Comment by Arrière de Peloton
2018-07-13 01:29:14

Good Morning! Repent! — “Nobody has of yet determined what that first sentence means exactly”?!? :confused:

—————
“The Glas doth run
y’Globe doth goe.
Awake from sin.
Why sleep you so.”

—————

“The hourglass does run,
the Earth does spin,
Awake from Sin,
Why are you numb?”

 
Comment by B Wilkinson
2018-07-13 01:50:26

Surely the first two lines refer to the passing of time, the hour glass and the world revolving from day to night etc, I don’t see what’s not to understand.

 
Comment by Scott Young
2018-07-13 02:20:50

“Myn glas loopt ras” is the motto of a famous emblemata. “My glass runneth quickly” must have been a generally known saying or idea.

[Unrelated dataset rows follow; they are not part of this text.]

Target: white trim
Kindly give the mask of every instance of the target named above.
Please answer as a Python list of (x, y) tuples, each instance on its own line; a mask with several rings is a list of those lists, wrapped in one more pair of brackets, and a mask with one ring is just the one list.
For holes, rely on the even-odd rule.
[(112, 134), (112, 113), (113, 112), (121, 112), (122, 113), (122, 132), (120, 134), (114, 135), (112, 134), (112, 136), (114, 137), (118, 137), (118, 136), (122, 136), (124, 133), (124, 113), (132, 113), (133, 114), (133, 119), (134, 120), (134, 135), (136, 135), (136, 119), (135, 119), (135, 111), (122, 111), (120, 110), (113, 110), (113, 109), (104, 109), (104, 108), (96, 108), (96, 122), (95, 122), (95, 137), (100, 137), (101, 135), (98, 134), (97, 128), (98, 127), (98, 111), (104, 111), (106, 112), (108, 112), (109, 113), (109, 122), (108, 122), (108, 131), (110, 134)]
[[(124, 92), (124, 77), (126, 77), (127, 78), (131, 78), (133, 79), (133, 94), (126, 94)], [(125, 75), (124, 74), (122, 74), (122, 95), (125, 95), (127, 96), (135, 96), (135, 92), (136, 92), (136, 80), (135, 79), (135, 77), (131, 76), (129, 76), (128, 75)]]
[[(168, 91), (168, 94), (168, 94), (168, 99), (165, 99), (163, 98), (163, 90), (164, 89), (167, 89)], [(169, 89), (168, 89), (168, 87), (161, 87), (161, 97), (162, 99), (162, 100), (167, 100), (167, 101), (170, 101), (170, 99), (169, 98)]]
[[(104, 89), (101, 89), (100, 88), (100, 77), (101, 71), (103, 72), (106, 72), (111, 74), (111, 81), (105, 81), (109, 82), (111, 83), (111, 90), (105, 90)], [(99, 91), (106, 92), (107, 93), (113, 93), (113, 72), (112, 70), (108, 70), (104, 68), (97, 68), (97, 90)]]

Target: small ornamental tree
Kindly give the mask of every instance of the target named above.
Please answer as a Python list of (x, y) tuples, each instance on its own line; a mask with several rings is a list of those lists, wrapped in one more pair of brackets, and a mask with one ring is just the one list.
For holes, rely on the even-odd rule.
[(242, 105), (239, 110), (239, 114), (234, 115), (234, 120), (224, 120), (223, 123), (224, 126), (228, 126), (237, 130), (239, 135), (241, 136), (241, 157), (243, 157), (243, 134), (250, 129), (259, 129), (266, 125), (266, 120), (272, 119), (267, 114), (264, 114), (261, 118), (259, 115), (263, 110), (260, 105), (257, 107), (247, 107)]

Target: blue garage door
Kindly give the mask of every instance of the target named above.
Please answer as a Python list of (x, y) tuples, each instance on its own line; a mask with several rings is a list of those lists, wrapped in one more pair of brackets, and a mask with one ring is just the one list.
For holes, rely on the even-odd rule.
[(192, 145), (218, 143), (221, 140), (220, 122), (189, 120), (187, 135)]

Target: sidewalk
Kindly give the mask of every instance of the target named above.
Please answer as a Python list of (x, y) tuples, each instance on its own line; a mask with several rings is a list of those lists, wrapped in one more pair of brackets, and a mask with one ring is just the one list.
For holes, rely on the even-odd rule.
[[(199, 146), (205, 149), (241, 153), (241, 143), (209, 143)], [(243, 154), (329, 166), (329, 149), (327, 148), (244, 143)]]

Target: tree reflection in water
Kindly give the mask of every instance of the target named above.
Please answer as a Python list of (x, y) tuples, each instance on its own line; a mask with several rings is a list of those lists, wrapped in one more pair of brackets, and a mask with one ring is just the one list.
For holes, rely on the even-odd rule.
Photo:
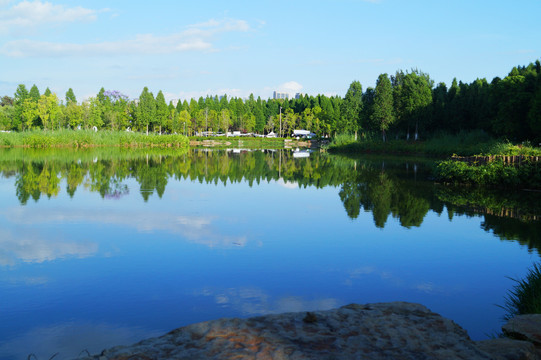
[(377, 227), (389, 216), (403, 227), (417, 227), (433, 211), (447, 209), (456, 215), (483, 216), (482, 228), (505, 240), (518, 240), (530, 249), (541, 249), (541, 194), (434, 184), (431, 162), (422, 159), (367, 157), (346, 158), (324, 153), (295, 157), (291, 150), (3, 150), (0, 174), (15, 177), (16, 195), (22, 205), (30, 198), (54, 197), (77, 189), (119, 199), (129, 193), (124, 183), (135, 179), (145, 201), (163, 196), (168, 181), (189, 179), (223, 184), (282, 179), (299, 187), (339, 188), (347, 216), (356, 219), (361, 210), (371, 212)]

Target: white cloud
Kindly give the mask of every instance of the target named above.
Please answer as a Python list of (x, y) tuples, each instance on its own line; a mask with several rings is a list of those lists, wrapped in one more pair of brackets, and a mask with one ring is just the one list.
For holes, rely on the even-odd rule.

Like our “time is running out” that only makes sense when referring to an hourglass.

 
Comment by Trevor
2018-07-13 04:27:29

What they might mean is that they think there might be more to it. For example, a secondary meaning might refer to a drinking glass, leaving your head spinning, but why would you want to waste your time sleeping off this kind of sin?

 
Comment by Emily
2018-07-13 06:01:52

I agree, the poem is a warning to sinners to awake from their sin and repent for time is short.

 
Comment by Arrière de Peloton
2018-07-13 12:21:25

Of course, there might have been more to it, and -indeed- there definitely was more to it than an old wooden Jack or Jill. Unfortunately, without more information, we will never know. In case anyone has seen the medieval astronomical clock in Prague from 1410AD, there are a couple of videos:

A rather impressive ‘animated’ 600th anniversary, e.g. a version for ‘Second life’ and e.g. some potential myths.

There are a couple of medieval animated clockworks with ‘hourglasses’ galore, but the one in Prague might be one of the biggest.